たすけあい共に輝く命がある 天台宗 一隅を照らす運動 The Light Up a Corner of the World Activities

1.生命 生ききるいのち

自分とはどんな存在でしょうか。何のために生きているのでしょうか。私たちは気がついたらここにいました。気がついたらこの世の人になっていました。

「いのち」はどこにあるのでしょうか。身体にあるのでしょうか。それとも心にあるのでしょうか。そして生から始まって死とはどういうことでしょうか。

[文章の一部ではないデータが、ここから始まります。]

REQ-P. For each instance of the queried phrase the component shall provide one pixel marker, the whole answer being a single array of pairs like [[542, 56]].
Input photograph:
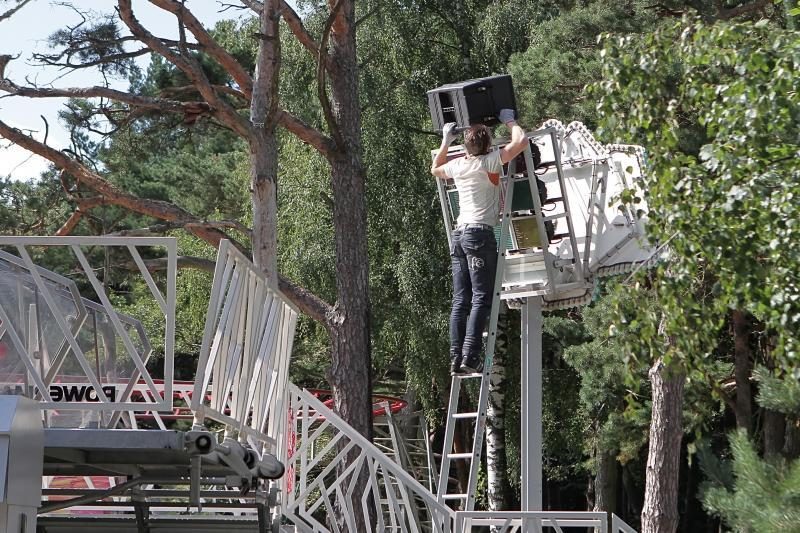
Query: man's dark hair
[[478, 140]]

生には「生まれる」ということと、「生きる」ということの大きく2つの意味があります。私たちにおいては、前者は生命の誕生で、後者は生・老・病・死という人間の一生です。

無論、「いのち」は人間にも動物にも植物にも、あらゆる生き物に宿っています。いのちという言葉から、自分自身や家族のこと、身近な動物や草花のこと、毎日の食事のこと、野山や海や川といった大自然のこと、地球のこと、そして宇宙のいのちにまで、様々なことに思いが及びます。

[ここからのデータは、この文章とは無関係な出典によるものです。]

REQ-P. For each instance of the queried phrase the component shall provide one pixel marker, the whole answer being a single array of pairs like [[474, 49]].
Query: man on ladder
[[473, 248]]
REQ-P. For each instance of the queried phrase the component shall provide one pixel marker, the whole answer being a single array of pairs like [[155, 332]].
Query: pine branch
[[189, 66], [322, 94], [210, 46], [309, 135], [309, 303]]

そのような思いや疑問は際限もなく尽きませんが、人間として生きていこうとする時、そのような根源的な問いをするのは、自然なプロセスです。人間、その経験や苦闘によって自ずと成長していきます。そして心の中に生じた疑問に自分なりに回答を求めて与えることを通して、私たちの力をはるかに超えたものへの畏敬の念や、絶対的、神秘的なものの存在に気づかされていくことでしょう。そして自分の存在を確認して安心(あんじん)を得ると同時に、生かされていることへの感謝の念が生まれ、同時に、同じいのちを持った者として他者への思いやりの念も生じてくるのではないでしょうか。

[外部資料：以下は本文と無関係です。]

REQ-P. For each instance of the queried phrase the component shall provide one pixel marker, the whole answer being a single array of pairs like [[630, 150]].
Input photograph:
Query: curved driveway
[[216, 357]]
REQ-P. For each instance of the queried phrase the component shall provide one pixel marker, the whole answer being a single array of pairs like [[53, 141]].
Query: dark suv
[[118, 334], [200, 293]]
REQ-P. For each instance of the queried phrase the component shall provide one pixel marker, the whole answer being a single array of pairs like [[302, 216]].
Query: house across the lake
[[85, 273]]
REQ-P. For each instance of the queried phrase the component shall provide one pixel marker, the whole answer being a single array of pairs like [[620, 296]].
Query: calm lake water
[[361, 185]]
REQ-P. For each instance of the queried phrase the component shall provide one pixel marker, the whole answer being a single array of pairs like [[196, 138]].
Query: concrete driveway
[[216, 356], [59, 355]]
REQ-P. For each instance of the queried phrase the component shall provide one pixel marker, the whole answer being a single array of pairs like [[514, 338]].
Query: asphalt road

さて、「いのちは誰のものですか?」と質問されますと、みなさんは大抵「もちろん自分のものです」と答えます。ちょっと待ってください。

人は独りで生きられないのと同じく、人は自分の意志によって独りで生まれたわけではありません。誕生日だって自分が決めたことではなくて、後から教えられたことです。

では、もし運悪く交通事故にあって、ケガをしてしまったとしましょう。その連絡を聞いて真っ先に心配するのは両親や家族ではないでしょうか。無事でありますようにと必死に祈るに違いありません。いのちというものは、慈しもうとする、育もうとする、愛そうとするすべての人のものであると考える時、自分一人だけの生命であるとは決して言えないと思うのです。

私たちは、いのちを考える時、自分自身の心身だけにとどまらず、自分の家族や地域社会、ひいては世界中とつながっているということを意識しましょう。水、空気、食べ物といった周囲の環境と関わりながら生きているということ、つまり自分以外のあらゆるものと関係があってはじめて自分自身が生きている、生かされていることに気づかなければなりません。

みんな元気でまた、生命は自分自身でつくったものではありません、いただいたものです。お金で買えるものでもありません。同じものをつくることもできませんし、全く同じものが存在するわけもありません。個々の生命は唯一無二のものであり、かけがえのないものなのです。
「人身受けがたし、今すでに受く」と『三帰依文』(さんきえもん)にありますが、私たちが「気がついたらこの世の人になっていました」という曖昧な事後認識ではなく、この世の人となること自体が非常に困難で有り難いということを自覚すれば、受けた生命を精一杯全うして人生を送ろうと考えるはずです。
「人間には死ぬことと同じように、避けられないことがある。それは生きることだ。」
これはチャップリンの映画『ライムライト』での台詞です。人は生まれていつかは死ぬ運命にありますが、しかし、今を生きなければなりません。
「何のために生きるのか、何のために生かされているのか」を自問し、生きる意味を追求するということは、自分なりの人生目標や目的を定めるということでしょう。
伝教大師は『顕戒論』(けんかいろん)という書物において、「どんな人間でも12年を経れば必ず一験を得る」と申されています。験とは仏道修行によって現われた効験のことで、誰でも12年間一つのことをやり通せば、必ず立派な結果を生む行いができる人になるという意味です。12年といいますと、やはり継続と忍耐が必要ですが、結果、自ずと成長し、目標に近づくことができます。人生において「一験あり」という人間になれるよう、積極的に生きて、生き抜いて、自分の人生を充実させる、生を全うする、つまり、生ききるいのち、死にきるいのち、すなわち、生ききってこそ、死にきってこそ人生です。

いずれにせよ、単に人間の身体とその死という「命」ということだけでなく、精神的かつ社会的なことも含めた多面的で総合的な存在である人間としての「いのち」を考える必要があるでしょう。

さらに、高度な科学文明の恩恵に預かり、何かと忙しい現代社会にあって、私たちを取り巻く環境が大きく変わったことで、逆に人間の心身をおびやかす度合いが強まっていると言えないでしょうか。だからこそ、一人ひとりが常にいのちについて考え、学びあい、教えあい、意識することが大事になってくると思います。

例えば、家族や友人あるいは動植物の死といった死別体験、赤ちゃんの誕生といった身近な生命の誕生。友人との楽しい遊び体験や人生トラブル・挫折。恋愛や失恋。難問や目標をクリアした時の達成感。未知の文化とのふれあい。小説や映画、音楽・芸術での感動体験など、これらは人それぞれの日々の経験ですが、日常生活でのささいな出来事も、すべて「いのちの体験」に通じます。そして生きることを喜び、自他のいのちの尊さを感じ取れる人になるのだと思います。